The Gambling Commission said the online betting and gaming brands, which are owned by Flutter Entertainment, had fallen “far short” of what was expected during a routine compliance assessment performed in 2024.
Systems that were supposed to detect early indicators that gamblers may be experiencing harm and trigger checks on their wellbeing were found to have been insufficiently sensitive, resulting in late intervention.
Failings identified by the Gambling Commission included one customer being allowed to stake £86,000 over a 16-day period, during which time they lost £6,000.
“Despite the high velocity of spend, no manual review of the account took place,” the regulator said.
In another case, a gambler displayed “concerning behaviour in terms of intense spikes of activity” in their betting over a 17-day period without any intervention to check on their spending.
During that period, their longest session lasted seven hours and 46 minutes, during which they placed 300 bets amounting to £20,000, more than £2,500 an hour.
The account was only reviewed after the gambler hit a threshold triggered automatically by a certain degree of losses.

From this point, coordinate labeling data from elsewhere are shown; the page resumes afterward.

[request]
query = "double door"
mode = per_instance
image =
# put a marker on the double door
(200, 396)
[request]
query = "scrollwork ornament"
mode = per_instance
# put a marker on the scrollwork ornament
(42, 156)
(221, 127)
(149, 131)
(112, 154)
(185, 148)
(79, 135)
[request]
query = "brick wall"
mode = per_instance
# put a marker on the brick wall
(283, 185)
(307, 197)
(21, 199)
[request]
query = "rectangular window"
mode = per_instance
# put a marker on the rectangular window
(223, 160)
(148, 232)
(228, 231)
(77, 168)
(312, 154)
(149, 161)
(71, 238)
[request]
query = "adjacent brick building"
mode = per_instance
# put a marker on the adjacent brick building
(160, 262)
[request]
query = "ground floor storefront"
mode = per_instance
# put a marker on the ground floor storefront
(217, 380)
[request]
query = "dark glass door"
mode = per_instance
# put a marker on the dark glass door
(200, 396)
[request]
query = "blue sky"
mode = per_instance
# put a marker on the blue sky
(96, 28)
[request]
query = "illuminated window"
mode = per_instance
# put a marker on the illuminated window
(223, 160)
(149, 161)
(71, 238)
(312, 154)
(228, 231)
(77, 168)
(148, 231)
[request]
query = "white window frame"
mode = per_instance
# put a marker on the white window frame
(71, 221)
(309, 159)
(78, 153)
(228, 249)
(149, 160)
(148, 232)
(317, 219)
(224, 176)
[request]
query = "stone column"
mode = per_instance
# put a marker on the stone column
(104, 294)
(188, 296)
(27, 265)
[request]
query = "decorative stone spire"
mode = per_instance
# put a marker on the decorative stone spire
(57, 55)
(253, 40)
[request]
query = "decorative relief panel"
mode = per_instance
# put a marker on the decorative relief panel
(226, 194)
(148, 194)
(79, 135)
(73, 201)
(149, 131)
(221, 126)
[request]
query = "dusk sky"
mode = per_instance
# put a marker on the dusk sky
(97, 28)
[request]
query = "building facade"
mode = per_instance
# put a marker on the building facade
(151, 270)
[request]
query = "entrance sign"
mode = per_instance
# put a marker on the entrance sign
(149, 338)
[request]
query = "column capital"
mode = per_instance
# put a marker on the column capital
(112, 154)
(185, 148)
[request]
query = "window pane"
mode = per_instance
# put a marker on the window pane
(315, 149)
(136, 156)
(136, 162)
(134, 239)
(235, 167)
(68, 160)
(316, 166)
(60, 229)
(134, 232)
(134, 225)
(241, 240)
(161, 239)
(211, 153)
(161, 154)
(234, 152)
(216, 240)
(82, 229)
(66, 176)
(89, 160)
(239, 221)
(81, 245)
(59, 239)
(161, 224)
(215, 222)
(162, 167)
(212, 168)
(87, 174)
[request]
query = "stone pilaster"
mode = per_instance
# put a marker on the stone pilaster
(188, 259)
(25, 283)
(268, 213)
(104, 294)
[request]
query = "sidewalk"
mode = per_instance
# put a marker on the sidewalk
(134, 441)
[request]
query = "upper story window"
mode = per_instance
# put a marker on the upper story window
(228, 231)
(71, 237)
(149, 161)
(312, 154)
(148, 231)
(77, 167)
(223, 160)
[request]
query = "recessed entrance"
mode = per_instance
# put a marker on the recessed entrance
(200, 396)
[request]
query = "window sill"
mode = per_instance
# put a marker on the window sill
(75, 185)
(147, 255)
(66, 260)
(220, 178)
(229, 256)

The £2m settlement agreed between Flutter and the Gambling Commission is equivalent to slightly less than two hours worth of takings for the company, which is listed in London and New York and reported revenue of £10.5bn last year.
It is the company’s second fine in three years. It paid £490,000 in 2023 after accidentally sending promotional push notification to customers who had signed up to exclude themselves from gambling, inviting them to bet on a football match.

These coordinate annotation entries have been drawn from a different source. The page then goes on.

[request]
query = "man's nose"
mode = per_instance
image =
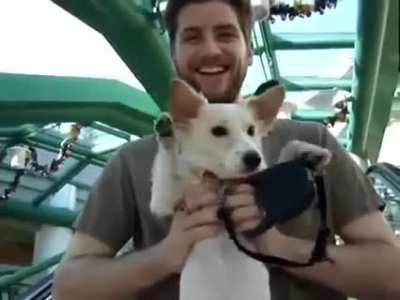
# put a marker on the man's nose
(211, 47)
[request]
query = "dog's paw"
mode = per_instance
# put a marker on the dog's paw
(319, 157)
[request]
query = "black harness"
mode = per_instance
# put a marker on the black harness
(285, 203)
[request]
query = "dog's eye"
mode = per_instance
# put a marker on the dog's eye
(219, 131)
(250, 130)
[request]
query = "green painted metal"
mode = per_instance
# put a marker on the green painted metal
(315, 83)
(71, 173)
(269, 49)
(19, 276)
(376, 74)
(305, 41)
(111, 131)
(51, 99)
(133, 33)
(9, 270)
(19, 132)
(312, 115)
(24, 211)
(52, 143)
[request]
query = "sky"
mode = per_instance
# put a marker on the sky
(38, 37)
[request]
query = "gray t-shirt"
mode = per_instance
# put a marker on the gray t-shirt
(118, 206)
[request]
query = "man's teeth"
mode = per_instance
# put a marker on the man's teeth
(212, 70)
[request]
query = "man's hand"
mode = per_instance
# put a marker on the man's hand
(197, 221)
(245, 213)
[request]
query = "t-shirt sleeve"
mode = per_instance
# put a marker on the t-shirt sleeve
(109, 213)
(351, 192)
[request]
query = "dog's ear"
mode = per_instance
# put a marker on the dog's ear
(266, 106)
(185, 102)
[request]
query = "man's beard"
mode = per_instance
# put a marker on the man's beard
(232, 92)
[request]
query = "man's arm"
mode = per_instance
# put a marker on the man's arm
(89, 271)
(367, 265)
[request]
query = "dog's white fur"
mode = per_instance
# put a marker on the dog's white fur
(215, 269)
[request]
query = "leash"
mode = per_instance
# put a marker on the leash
(319, 252)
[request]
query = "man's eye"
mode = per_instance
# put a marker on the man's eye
(226, 36)
(219, 131)
(190, 38)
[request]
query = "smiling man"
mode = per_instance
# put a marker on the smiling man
(211, 49)
(210, 46)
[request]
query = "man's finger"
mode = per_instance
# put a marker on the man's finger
(206, 216)
(246, 213)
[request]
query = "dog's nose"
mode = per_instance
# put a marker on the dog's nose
(251, 160)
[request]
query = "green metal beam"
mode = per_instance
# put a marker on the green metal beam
(19, 132)
(19, 276)
(269, 49)
(52, 143)
(306, 41)
(376, 74)
(132, 31)
(315, 83)
(51, 99)
(24, 211)
(69, 174)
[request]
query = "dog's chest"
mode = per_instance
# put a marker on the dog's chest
(216, 270)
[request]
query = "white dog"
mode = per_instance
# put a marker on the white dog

John Pierce, the Gambling Commission’s director of enforcement, said the fine reflected “the seriousness of the failings identified and the importance of meeting social responsibility and customer interaction standards”.

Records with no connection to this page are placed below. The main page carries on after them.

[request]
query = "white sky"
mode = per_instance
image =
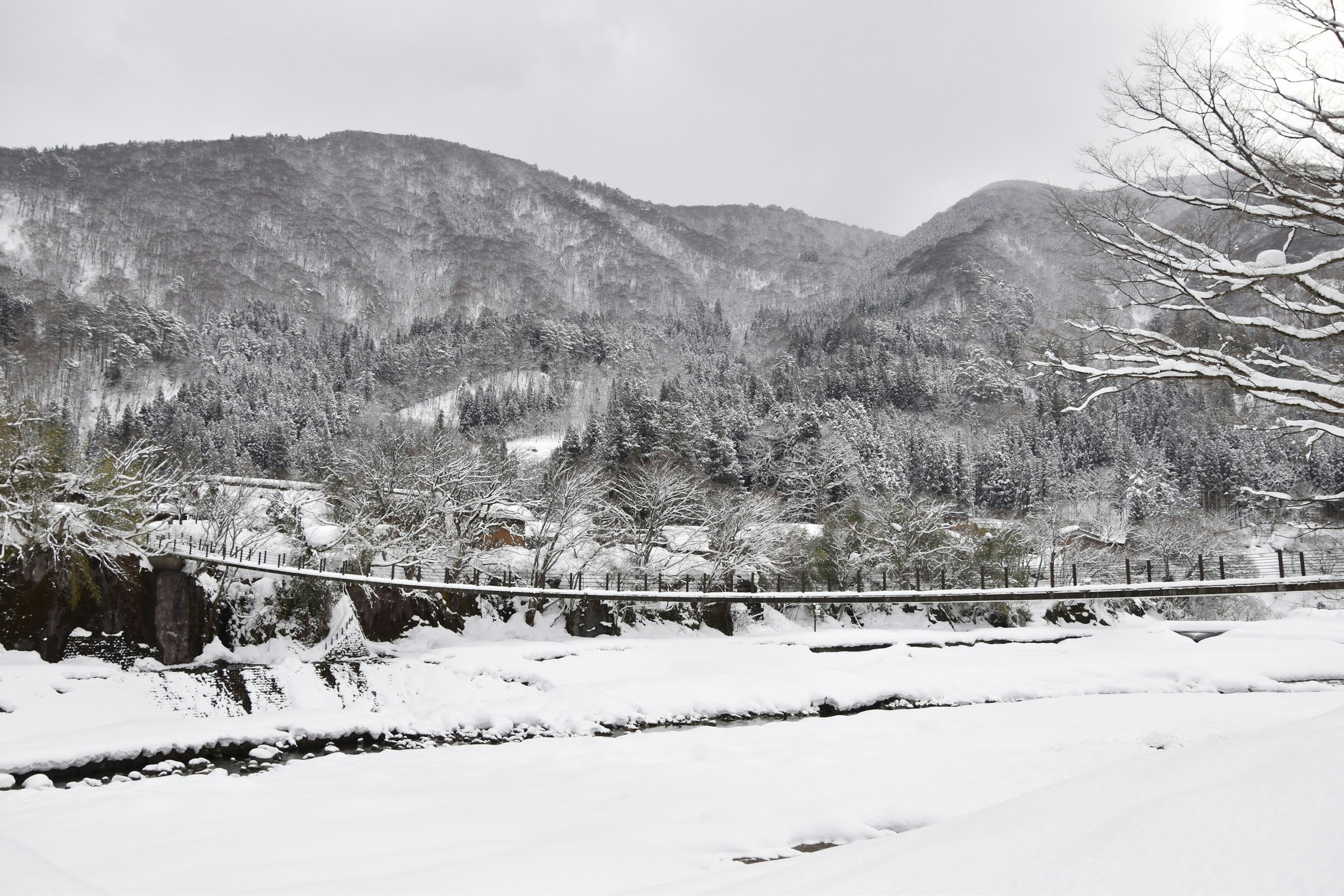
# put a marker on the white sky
(877, 113)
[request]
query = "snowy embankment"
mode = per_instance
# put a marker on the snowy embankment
(617, 814)
(80, 711)
(1253, 814)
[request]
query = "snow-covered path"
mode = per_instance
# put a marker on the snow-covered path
(598, 814)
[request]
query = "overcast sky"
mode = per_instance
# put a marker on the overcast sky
(877, 113)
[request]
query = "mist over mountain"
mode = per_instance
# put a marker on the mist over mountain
(262, 304)
(379, 230)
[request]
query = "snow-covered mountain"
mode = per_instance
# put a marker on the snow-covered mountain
(378, 230)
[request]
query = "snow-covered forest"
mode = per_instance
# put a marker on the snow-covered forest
(328, 461)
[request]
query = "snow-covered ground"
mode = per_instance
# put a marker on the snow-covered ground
(615, 814)
(58, 715)
(1251, 814)
(1038, 722)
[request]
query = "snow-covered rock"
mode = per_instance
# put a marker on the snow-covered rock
(1272, 258)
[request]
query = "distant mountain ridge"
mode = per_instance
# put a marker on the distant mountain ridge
(379, 230)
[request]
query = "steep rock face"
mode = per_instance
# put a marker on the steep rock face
(382, 229)
(182, 618)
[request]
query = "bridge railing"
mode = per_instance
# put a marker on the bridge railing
(1089, 570)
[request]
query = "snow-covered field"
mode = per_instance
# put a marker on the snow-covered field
(1127, 750)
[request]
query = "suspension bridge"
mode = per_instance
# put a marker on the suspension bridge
(1109, 580)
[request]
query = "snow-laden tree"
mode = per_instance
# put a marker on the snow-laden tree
(652, 496)
(745, 531)
(566, 500)
(1222, 222)
(62, 512)
(414, 500)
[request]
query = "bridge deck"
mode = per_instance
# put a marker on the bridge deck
(1190, 588)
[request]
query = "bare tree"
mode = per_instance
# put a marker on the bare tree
(654, 496)
(414, 500)
(566, 500)
(227, 514)
(745, 532)
(61, 512)
(1245, 151)
(899, 534)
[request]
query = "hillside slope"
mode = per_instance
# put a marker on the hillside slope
(379, 230)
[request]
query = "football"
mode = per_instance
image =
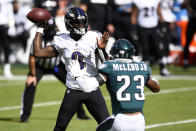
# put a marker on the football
(38, 15)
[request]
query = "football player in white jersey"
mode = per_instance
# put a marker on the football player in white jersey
(78, 45)
(147, 13)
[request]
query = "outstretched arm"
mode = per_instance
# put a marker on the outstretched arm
(103, 41)
(38, 51)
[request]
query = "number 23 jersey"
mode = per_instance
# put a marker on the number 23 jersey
(147, 17)
(82, 50)
(126, 84)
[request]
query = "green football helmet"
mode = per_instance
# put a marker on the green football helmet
(122, 48)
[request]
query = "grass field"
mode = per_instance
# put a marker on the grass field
(173, 109)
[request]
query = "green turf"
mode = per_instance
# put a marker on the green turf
(20, 69)
(162, 108)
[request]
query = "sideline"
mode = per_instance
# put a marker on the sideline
(170, 123)
(51, 77)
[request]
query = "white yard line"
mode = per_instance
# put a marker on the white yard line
(170, 123)
(166, 91)
(148, 93)
(51, 77)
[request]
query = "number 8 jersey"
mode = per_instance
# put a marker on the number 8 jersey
(82, 50)
(126, 84)
(147, 17)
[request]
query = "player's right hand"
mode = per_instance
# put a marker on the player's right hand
(31, 79)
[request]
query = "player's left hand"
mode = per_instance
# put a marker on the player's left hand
(103, 41)
(75, 69)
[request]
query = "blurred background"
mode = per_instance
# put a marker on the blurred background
(17, 33)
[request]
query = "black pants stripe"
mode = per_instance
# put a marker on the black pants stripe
(94, 102)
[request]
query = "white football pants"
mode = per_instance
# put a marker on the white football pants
(128, 123)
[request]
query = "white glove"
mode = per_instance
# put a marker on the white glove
(155, 80)
(87, 84)
(75, 69)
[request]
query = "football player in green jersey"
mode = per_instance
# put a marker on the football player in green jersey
(125, 79)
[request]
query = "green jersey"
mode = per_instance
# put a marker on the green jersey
(126, 81)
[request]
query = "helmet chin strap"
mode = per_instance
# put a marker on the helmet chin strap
(79, 31)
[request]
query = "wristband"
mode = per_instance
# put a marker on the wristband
(40, 30)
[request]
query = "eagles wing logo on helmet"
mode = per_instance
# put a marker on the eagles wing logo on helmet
(122, 48)
(76, 21)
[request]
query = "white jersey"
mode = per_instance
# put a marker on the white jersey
(166, 10)
(6, 12)
(148, 17)
(83, 50)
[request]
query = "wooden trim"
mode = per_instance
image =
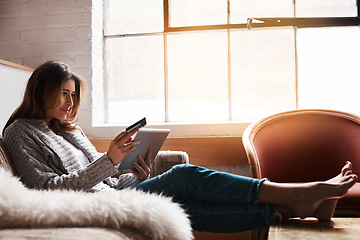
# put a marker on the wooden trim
(15, 65)
(202, 151)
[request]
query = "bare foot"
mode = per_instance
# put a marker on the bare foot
(326, 209)
(346, 170)
(312, 195)
(304, 199)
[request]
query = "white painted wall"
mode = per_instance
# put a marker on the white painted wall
(34, 31)
(12, 86)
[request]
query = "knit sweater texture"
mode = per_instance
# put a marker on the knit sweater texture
(43, 161)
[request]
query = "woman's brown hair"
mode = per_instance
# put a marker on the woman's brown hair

“Our compliance assessment in 2024 uncovered examples where interactions fell far short of what is required. These failings should never have occurred,” he added.
“While the licensees cooperated fully with the investigation, accepted the failings early, and implemented an action plan quickly, this immediate response is the minimum we expect from operators when serious shortcomings are identified.”
A spokesperson for Flutter said the company took its safer gambling responsibilities seriously and firmly believed it led the industry in player protection.
“Customer safety is our number one priority and there is no suggestion that any of the customers reviewed by the Gambling Commission experienced any harm,” they said.
“Our controls have evolved significantly and we recently introduced a next-generation customer safety platform, with the vast majority of checks now happening in real-time.
“As such, we are confident that the issues highlighted by the commission in its public statement would not be repeated today. We continue to invest in our technology and our people to raise standards in the regulated industry.”